We’ve seen lightweight e-bikes before, but none have ever approached the 15.15-lb (6.872 kg) Freicycle electric bike built by mechanical engineer Dennis Freiburg.
His featherweight e-bike recently set a new Guinness World Record for the Lightest Electric Bicycle – Prototype.
The Freicycle took Freiburg the better part of a year to design and build, serving as part of a project for his doctoral degree.
Built on a carbon Merida Scultura road bike, the Freicycle benefited from the start with an ultralightweight frame weighing less than 2.2 lb (1 kg).

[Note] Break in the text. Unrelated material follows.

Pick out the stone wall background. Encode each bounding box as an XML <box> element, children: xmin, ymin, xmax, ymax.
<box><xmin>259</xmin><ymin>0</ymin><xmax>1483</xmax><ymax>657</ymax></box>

Freiburg kept the rest of the weight down with as much carbon fiber as possible for critical load-bearing components such as the wheels, fork, and cranks.

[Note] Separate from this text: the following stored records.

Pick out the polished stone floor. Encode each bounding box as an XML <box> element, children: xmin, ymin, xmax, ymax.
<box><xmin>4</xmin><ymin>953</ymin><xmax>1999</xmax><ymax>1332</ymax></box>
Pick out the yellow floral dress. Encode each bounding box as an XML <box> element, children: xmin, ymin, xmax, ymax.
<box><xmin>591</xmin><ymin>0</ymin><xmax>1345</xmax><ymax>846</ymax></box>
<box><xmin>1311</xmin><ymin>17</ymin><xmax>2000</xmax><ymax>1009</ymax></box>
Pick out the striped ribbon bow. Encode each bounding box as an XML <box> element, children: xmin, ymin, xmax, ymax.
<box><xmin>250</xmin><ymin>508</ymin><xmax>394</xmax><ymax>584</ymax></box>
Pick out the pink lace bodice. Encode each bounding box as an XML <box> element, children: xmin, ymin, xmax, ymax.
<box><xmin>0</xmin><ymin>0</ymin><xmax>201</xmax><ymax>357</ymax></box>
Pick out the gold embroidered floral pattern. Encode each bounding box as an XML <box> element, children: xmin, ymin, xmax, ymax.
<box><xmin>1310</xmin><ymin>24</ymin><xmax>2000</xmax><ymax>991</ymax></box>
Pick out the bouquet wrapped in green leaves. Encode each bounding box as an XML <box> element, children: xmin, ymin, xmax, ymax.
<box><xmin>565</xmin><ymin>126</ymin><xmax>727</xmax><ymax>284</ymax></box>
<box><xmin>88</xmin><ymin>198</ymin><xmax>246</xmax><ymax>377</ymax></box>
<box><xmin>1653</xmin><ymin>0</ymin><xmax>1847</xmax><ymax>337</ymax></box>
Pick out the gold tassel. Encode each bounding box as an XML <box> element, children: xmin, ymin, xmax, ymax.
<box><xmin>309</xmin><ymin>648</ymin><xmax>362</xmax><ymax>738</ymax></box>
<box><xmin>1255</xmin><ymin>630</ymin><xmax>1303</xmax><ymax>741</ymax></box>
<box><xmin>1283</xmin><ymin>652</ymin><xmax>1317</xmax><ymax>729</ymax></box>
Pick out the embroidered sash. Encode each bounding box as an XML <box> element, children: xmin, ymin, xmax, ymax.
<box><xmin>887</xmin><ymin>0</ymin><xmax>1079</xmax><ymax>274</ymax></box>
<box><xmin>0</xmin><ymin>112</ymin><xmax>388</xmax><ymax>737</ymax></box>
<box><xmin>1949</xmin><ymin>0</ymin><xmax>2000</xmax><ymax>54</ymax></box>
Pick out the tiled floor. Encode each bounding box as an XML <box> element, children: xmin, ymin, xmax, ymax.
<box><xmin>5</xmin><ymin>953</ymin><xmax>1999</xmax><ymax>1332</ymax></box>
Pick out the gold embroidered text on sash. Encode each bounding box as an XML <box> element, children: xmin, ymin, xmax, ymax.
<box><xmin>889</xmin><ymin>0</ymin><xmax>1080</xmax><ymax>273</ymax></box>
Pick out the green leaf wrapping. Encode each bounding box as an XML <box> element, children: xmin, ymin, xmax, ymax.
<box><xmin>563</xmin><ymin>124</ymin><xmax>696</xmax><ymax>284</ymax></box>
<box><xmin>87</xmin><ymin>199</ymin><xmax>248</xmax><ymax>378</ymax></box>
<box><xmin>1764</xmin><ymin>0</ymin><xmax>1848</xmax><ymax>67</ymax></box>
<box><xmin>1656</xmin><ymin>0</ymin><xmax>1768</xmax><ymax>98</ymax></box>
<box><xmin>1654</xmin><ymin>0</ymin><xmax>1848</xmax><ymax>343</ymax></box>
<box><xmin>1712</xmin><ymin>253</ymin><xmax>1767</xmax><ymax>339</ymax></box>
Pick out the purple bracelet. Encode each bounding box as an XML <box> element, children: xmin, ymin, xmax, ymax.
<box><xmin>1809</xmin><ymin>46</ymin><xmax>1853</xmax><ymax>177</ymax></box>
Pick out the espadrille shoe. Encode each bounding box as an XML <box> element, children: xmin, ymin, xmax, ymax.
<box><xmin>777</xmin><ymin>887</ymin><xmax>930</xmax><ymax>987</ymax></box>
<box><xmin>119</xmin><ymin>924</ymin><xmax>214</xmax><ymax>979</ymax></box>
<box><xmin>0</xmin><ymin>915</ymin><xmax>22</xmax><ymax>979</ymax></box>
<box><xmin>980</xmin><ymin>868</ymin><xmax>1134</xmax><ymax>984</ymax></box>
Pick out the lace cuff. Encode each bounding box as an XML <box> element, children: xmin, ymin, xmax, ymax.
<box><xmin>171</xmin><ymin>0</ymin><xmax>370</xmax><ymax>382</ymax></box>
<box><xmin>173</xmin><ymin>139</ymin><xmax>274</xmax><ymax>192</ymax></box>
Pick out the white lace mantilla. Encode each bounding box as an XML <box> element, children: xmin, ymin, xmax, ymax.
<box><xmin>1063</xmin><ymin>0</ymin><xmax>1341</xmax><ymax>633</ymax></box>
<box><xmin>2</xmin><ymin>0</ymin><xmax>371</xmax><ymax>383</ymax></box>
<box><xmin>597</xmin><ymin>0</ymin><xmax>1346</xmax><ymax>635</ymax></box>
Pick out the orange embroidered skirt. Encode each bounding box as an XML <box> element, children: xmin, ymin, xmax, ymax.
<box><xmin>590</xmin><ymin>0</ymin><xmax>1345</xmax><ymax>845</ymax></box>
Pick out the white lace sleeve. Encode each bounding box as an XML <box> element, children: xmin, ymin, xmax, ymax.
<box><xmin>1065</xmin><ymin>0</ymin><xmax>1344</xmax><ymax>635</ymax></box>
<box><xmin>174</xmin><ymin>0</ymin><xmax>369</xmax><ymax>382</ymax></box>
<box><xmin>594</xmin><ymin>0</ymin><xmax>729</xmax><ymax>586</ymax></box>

Other components that couldn’t be sourced light enough were 3D-printed, such as special ultralight pedals.
But of course, the beating heart and soul of any electric bicycle are the motor and battery.

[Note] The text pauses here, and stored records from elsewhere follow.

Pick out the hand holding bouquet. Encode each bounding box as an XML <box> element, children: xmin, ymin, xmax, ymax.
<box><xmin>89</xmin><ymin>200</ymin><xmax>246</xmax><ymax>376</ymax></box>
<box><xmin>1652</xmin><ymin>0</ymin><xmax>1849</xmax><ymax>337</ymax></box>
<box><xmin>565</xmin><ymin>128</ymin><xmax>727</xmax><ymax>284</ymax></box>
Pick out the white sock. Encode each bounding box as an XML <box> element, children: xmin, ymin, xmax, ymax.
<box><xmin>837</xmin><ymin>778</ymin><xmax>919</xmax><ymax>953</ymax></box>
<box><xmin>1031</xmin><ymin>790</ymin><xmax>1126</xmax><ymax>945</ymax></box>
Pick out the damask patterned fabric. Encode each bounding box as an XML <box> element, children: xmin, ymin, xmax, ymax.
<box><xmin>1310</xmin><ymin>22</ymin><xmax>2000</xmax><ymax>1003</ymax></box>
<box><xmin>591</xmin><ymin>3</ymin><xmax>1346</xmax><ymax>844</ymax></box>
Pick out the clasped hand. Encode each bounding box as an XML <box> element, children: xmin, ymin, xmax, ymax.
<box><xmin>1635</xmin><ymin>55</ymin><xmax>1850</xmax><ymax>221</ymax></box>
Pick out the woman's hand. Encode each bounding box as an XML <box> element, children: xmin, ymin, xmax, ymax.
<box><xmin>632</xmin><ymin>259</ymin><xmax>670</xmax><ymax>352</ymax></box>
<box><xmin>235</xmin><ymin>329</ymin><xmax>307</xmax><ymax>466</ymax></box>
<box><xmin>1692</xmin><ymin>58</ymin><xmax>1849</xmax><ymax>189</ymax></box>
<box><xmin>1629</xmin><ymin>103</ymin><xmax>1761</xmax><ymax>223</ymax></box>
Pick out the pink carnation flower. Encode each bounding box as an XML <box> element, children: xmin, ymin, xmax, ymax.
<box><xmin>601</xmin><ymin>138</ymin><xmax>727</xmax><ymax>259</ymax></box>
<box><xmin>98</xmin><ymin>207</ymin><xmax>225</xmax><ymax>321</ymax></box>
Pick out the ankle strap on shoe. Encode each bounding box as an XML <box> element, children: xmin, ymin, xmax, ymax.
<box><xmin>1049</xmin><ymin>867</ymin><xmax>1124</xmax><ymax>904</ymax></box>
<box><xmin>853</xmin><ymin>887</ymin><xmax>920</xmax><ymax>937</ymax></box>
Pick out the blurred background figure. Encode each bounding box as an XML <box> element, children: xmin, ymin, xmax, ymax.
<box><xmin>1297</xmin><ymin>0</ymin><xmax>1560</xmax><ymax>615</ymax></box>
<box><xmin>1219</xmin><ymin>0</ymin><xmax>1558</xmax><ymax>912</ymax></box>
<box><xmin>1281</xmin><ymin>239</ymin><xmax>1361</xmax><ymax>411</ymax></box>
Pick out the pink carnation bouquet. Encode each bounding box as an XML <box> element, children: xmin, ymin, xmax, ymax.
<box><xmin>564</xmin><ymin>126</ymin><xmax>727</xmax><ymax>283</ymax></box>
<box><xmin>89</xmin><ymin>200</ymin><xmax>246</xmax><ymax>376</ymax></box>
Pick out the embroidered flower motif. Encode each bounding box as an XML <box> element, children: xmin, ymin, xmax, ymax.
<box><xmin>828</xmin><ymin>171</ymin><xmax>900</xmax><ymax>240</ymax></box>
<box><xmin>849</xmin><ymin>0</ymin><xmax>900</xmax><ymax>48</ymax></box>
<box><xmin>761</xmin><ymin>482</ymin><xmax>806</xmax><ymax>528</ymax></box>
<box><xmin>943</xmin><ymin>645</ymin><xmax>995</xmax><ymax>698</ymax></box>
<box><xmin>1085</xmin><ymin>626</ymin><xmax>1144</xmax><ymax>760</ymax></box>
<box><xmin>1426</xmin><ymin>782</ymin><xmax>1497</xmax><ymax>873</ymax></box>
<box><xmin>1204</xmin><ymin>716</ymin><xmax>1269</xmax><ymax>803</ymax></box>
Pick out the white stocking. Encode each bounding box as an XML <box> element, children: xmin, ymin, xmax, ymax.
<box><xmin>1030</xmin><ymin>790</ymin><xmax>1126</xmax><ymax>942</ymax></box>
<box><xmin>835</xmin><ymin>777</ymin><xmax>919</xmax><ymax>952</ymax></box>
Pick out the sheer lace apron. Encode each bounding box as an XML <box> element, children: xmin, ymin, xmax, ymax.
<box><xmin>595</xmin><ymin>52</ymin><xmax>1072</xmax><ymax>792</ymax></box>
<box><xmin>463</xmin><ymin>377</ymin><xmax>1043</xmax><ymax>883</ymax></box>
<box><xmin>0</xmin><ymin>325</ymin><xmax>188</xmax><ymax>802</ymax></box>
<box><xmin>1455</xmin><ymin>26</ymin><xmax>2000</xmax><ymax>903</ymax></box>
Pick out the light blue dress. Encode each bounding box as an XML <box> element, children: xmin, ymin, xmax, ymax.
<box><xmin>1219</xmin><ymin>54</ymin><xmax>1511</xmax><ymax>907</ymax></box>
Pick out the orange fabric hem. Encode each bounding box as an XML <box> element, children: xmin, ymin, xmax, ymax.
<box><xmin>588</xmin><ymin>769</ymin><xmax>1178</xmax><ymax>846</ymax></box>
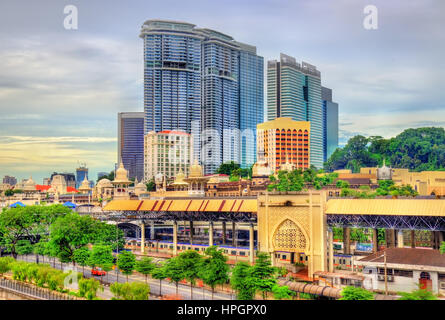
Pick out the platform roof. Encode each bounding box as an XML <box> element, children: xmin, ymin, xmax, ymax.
<box><xmin>103</xmin><ymin>199</ymin><xmax>257</xmax><ymax>213</ymax></box>
<box><xmin>326</xmin><ymin>199</ymin><xmax>445</xmax><ymax>216</ymax></box>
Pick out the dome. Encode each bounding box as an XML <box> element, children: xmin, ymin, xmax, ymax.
<box><xmin>79</xmin><ymin>176</ymin><xmax>91</xmax><ymax>191</ymax></box>
<box><xmin>113</xmin><ymin>162</ymin><xmax>131</xmax><ymax>184</ymax></box>
<box><xmin>171</xmin><ymin>169</ymin><xmax>189</xmax><ymax>186</ymax></box>
<box><xmin>97</xmin><ymin>178</ymin><xmax>111</xmax><ymax>186</ymax></box>
<box><xmin>377</xmin><ymin>159</ymin><xmax>392</xmax><ymax>180</ymax></box>
<box><xmin>189</xmin><ymin>159</ymin><xmax>203</xmax><ymax>178</ymax></box>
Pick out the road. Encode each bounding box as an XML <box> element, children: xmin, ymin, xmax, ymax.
<box><xmin>17</xmin><ymin>255</ymin><xmax>233</xmax><ymax>300</ymax></box>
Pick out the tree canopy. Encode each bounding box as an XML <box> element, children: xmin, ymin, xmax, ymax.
<box><xmin>325</xmin><ymin>128</ymin><xmax>445</xmax><ymax>172</ymax></box>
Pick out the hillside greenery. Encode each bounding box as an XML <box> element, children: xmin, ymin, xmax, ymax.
<box><xmin>325</xmin><ymin>127</ymin><xmax>445</xmax><ymax>173</ymax></box>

For the motor, Dennis relied on a decidedly low-tech but lightweight solution: a friction drive.
Lightweight hub motors and mid-drive motor exist, but they can’t compare to the minimalism of a properly-designed friction drive.
These types of e-bike drives have been around for decades due to their simplicity. A powered roller is pressed against the bicycle tire, requiring minimal mounting and zero gearing. Freiburg used a brushless RC helicopter motor capable of putting out 600 watts of power, wrapped in an abrasive sleeve to provide grip to the rear tire.
The torque of the motor causes its simple mount to swing down and engage the rear tire. When the motor’s power is cut, the spring-loaded mechanism pulls it back out of the way of the tire. Simple. Effective. Light.
Since the Freicycle was built in Europe, the motor is limited to a street-legal 250 W and a top speed of 15.5 mph (25 km/h). But when unlimited, the Freicycle can apparently reach speeds of up to 30 mph (48 km/h) with its full 600 W of power.
An easy way to save on weight would be to install a tiny battery. A watch battery might make the wheel spin a revolution or two with a step-up converter, but it wouldn’t take you very far.
To cut down on shenanigans like that, Guinness requires a battery of at least 137 Wh for a valid record attempt.
Freiburg built a regulation battery and managed to stuff it inside a lightweight drink bottle held in place by a 3D-printed bottle cage. The bottle cap even serves double duty as the on/off switch, which you can see in the video below.
The battery isn’t huge, but with enough pedaling it will apparently take the rider between 12-22 miles (19-35 km).
I’ve ridden lightweight e-bikes before that passed the one-finger lift test, but I’ve never seen a 15 lb e-bike.
And while this obviously isn’t something that you can buy today, the DIY nature of the project is still impressive. We’ve featured a number of DIY e-bike builds and even undertaken our own. But we’ve never seen anything quite like this!
As e-bike construction continues to evolve and more carbon fiber e-bikes reach production in the coming months, it will be interesting to see if a retail e-bike can ever challenge Dennis for the record.